Le dynamisme que nous sentions dans la première semaine de l’Avent à travers tous les dons de Dieu qui profilent l’alliance entre Dieu et l’humanité, le voici encore présent : Dieu a besoin de toi au moment où il vient à toi. Peut-être vous souvenez-vous du récit du don gratuit expérimenté par le poète Rilke, don qui l’avait bouleversé, quand nous avons commencé cette retraite. Voici ce qu’il écrit encore : « Ne croyez-vous pas que Dieu est celui qui viendra, qui de toute éternité doit venir, qu'il est le futur, le fruit accompli d'un arbre dont nous sommes les feuilles ? Ne croyez- vous pas que tout ce qui arrive est un commencement ? Ne serait-ce pas son commencement à lui ? » Il nous faut donc faire attention à cette venue à travers la douceur dont nous sommes capables vis-à-vis de nous et des autres, en ce temps d’ultime préparation à la venue du Seigneur. Vais-je permettre à Dieu de vivre en moi son commencement ? Ou, autrement dit, de quel arbre suis-je donc la feuille, et Dieu le fruit ? Comme disait Saint Augustin qui faisait parler Dieu : « Moi qui t’ai créé sans toi, je ne te sauverai pas sans toi ». Et Joseph est le symbole de cette collaboration de l’homme à la naissance de Jésus.
L’annonce à Joseph, vous le savez, complète l’Annonciation que l’on entend chez St Luc. Chez Luc, la douceur et la pleine joie sont spécialement au rendez-vous, dans un échange entre le ciel et la terre. Marie, nous dit saint Luc, fut bouleversée, puis elle pose une question, puis elle accueille, puis elle répond par une action de grâce et puis par un acte de liberté : « qu’il me soit fait selon ta parole ».
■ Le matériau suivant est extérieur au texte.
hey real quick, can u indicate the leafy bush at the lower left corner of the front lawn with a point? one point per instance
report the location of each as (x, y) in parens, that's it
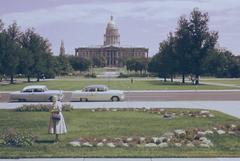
(11, 136)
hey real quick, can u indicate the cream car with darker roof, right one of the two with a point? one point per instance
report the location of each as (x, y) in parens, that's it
(97, 93)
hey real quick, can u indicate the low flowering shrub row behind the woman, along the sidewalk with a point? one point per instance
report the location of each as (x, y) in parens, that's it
(41, 108)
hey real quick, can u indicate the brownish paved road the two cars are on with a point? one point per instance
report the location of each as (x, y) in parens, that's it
(166, 95)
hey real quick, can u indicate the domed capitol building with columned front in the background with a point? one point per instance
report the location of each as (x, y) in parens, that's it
(111, 50)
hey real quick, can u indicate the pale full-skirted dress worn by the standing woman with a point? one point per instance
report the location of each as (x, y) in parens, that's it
(57, 126)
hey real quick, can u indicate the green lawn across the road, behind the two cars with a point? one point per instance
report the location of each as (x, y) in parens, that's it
(123, 84)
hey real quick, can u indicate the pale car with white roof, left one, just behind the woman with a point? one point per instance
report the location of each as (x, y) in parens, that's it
(35, 93)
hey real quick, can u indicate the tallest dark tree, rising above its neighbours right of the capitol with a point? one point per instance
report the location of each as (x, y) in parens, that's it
(201, 40)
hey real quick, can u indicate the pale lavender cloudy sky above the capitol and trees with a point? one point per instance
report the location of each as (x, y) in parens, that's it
(141, 22)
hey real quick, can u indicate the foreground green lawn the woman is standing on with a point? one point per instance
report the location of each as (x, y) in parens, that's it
(84, 123)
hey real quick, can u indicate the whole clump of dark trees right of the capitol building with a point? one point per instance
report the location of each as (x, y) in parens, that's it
(191, 50)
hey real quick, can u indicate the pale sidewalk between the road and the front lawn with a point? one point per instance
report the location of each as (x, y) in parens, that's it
(228, 107)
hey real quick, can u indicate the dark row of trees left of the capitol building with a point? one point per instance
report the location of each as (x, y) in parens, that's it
(28, 54)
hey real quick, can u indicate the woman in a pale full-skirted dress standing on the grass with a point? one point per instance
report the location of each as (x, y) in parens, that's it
(56, 124)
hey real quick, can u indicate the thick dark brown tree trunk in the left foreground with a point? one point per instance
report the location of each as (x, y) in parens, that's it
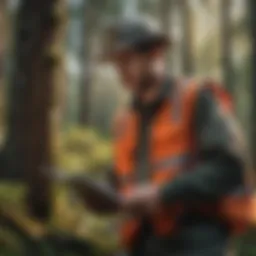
(28, 147)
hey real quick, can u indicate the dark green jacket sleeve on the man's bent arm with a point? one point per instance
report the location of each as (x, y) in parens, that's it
(220, 149)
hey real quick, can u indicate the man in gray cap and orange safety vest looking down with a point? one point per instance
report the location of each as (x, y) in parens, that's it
(178, 153)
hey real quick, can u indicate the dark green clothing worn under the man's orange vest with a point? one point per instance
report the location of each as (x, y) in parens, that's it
(220, 171)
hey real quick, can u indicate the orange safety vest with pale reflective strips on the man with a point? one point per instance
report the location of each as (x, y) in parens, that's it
(172, 151)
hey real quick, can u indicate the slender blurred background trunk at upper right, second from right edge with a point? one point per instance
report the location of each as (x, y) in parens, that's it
(226, 44)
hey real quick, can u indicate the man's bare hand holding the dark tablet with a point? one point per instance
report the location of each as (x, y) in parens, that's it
(143, 200)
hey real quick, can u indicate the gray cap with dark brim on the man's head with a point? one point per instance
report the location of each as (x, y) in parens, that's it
(136, 34)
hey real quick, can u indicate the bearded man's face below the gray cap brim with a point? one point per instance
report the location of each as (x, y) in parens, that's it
(134, 67)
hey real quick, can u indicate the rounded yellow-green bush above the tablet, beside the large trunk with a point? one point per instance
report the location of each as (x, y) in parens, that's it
(83, 150)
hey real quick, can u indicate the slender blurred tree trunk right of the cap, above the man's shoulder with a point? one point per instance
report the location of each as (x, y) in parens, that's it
(187, 41)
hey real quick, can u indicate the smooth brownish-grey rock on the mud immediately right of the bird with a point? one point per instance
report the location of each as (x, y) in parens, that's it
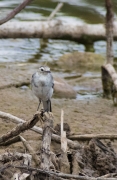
(62, 89)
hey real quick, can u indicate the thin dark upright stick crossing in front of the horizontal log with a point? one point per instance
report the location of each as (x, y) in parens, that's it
(109, 31)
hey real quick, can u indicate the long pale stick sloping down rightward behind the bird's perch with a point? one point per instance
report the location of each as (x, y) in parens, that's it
(55, 137)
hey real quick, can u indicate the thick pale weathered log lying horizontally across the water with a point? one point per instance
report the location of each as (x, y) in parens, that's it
(55, 29)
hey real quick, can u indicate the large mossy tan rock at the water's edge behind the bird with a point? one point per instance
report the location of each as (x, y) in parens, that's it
(78, 61)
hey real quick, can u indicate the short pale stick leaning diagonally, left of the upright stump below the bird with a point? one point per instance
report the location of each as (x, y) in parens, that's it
(31, 151)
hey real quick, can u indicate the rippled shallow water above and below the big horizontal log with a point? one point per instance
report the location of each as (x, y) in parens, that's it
(37, 50)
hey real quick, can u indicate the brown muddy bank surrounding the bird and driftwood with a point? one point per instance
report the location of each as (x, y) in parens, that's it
(90, 114)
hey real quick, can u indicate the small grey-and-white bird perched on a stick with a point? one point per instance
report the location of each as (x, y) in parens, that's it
(42, 84)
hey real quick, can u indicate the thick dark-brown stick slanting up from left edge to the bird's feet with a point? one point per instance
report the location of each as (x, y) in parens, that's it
(20, 128)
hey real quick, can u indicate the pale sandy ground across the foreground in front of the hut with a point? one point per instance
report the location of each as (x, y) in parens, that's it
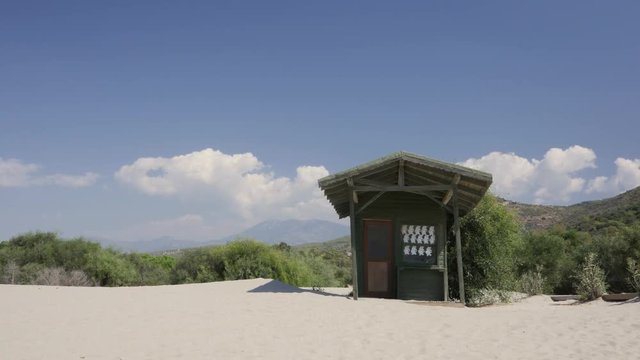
(257, 319)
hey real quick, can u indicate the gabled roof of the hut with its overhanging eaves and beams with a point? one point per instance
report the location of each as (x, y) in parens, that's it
(403, 171)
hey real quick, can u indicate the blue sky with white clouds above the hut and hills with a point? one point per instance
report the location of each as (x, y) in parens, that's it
(544, 95)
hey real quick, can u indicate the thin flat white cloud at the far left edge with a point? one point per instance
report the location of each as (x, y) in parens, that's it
(15, 173)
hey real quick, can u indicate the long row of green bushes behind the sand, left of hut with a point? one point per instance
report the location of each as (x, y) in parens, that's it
(44, 258)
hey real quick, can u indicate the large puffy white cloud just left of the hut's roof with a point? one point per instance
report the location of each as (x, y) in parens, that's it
(240, 181)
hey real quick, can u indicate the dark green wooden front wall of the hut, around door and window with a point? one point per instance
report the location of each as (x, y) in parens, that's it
(413, 281)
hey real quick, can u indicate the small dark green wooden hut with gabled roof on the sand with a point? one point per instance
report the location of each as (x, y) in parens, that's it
(403, 208)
Le « réjouis toi de l’ange », son « ne crains pas », a entraîné un acte de foi en Marie telle que la tradition théologique a pu dire que Marie a dit oui à l’ange « au nom de toute l’humanité ». Ce qui est peut-être une définition de la liberté la plus belle qui soit : non pas se trouver autonome et délié de toutes contraintes. La liberté serait de se reconnaître en communion avec toute la création et agir en fonction de cette relation universelle. Dire oui à la vocation de Dieu au nom de l’humanité. C’est peut-être le sens de la quatrième semaine de l’Avent : faire grandir en nous une connexion avec toute l’humanité, avec l’univers entier, appelé dans quelques jours à chanter le gloria des anges, eux qui promettent la paix aux hommes de bonne volonté ! Il est temps de sentir cette confiance qui a été instillée en nous pendant ces semaines d’Avent. Aucune raison de connaître la peur, au fond, laissons-nous apprivoiser par la douceur d’un enfant. Ne lui faisons pas peur. On l’appelle le Prince de Paix. Abandon. Contemplation.